The Office
"Last year, my performance review started with Michael asking me what my hopes and dreams were, and it ended with him telling me he could bench-press 190 lbs. So I don't really know what to expect." I'll tell you what you can expect, Pam: a healthy dose of interoffice romance analysis with a dash of "satisfactories" and "adequates" to taste. Not particularly helpful if you're an employee, but plenty of fun if you're an at-home viewer. You know, as it turns out, it's performance-review time here at TV Guide, too. I'm thinking maybe I ought to use Dwight's "I am awesome" karate-chop stairwell technique to prep for my big sit-down with the boss. Although without the charts and graphs, the whole presentation pretty much falls apart, and I'm just not that willing to commit to the joke. (Great, now I know what the "Additional comments"

box on the form is gonna say this year: "Follow-through on random silliness sometimes lacking. Raise denied.")
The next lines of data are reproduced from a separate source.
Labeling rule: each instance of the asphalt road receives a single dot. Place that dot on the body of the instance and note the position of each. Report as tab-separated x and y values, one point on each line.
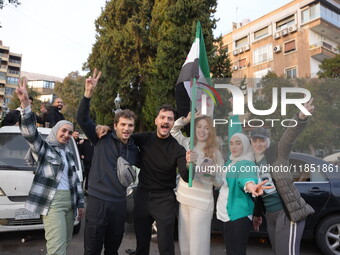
10	244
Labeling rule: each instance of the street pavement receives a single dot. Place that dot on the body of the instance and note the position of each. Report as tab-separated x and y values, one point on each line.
11	244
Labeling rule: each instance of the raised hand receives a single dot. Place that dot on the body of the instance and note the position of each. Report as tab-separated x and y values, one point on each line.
257	189
22	93
91	83
191	156
309	106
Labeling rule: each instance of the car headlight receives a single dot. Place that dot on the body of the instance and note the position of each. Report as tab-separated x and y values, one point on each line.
2	193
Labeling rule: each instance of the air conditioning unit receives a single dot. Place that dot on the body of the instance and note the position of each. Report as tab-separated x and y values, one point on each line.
277	35
292	29
246	47
277	48
284	32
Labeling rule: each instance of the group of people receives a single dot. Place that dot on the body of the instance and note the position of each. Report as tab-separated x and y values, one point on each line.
160	155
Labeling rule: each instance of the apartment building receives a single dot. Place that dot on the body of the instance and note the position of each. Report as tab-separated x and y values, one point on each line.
43	84
291	41
10	66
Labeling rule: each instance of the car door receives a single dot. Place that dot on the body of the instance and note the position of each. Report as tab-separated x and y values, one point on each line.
312	183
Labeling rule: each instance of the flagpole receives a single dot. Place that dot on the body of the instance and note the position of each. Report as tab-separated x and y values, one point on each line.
192	128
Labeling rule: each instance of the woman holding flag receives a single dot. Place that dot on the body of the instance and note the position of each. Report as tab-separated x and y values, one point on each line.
197	202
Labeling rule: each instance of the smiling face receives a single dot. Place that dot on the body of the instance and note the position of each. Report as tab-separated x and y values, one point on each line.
259	145
124	128
202	130
58	103
164	121
236	146
64	134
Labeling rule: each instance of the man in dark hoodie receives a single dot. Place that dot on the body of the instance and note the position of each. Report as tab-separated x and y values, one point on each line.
106	202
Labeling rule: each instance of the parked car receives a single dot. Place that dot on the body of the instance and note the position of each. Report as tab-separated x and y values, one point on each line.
16	176
319	184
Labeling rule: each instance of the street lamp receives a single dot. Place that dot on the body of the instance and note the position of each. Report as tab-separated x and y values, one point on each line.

I must admit, I'm pleased to see the complete jackass side of Michael Scott back in action after a few weeks of legitimate, albeit hilarious, pathos. Between his badgering of Jan Levinson-Gould into an awkward it's-not-you-it's-me conversation and his dismissal of Tom, the guy who used to work in accounting [insert hideously inappropriate yet uproarious gun-to-head motion here], I think my brow might be permanently furrowed from a full half-hour of constant cringe-laughing.

It seemed like the camera eye contact in this episode was bordering on out-of-control Jim, Kevin, Dwight, all with the devilish glances and yet it got me to full-on chortle every single time. What can I say? These guys have got me in a comedy death grip, and they're not letting go.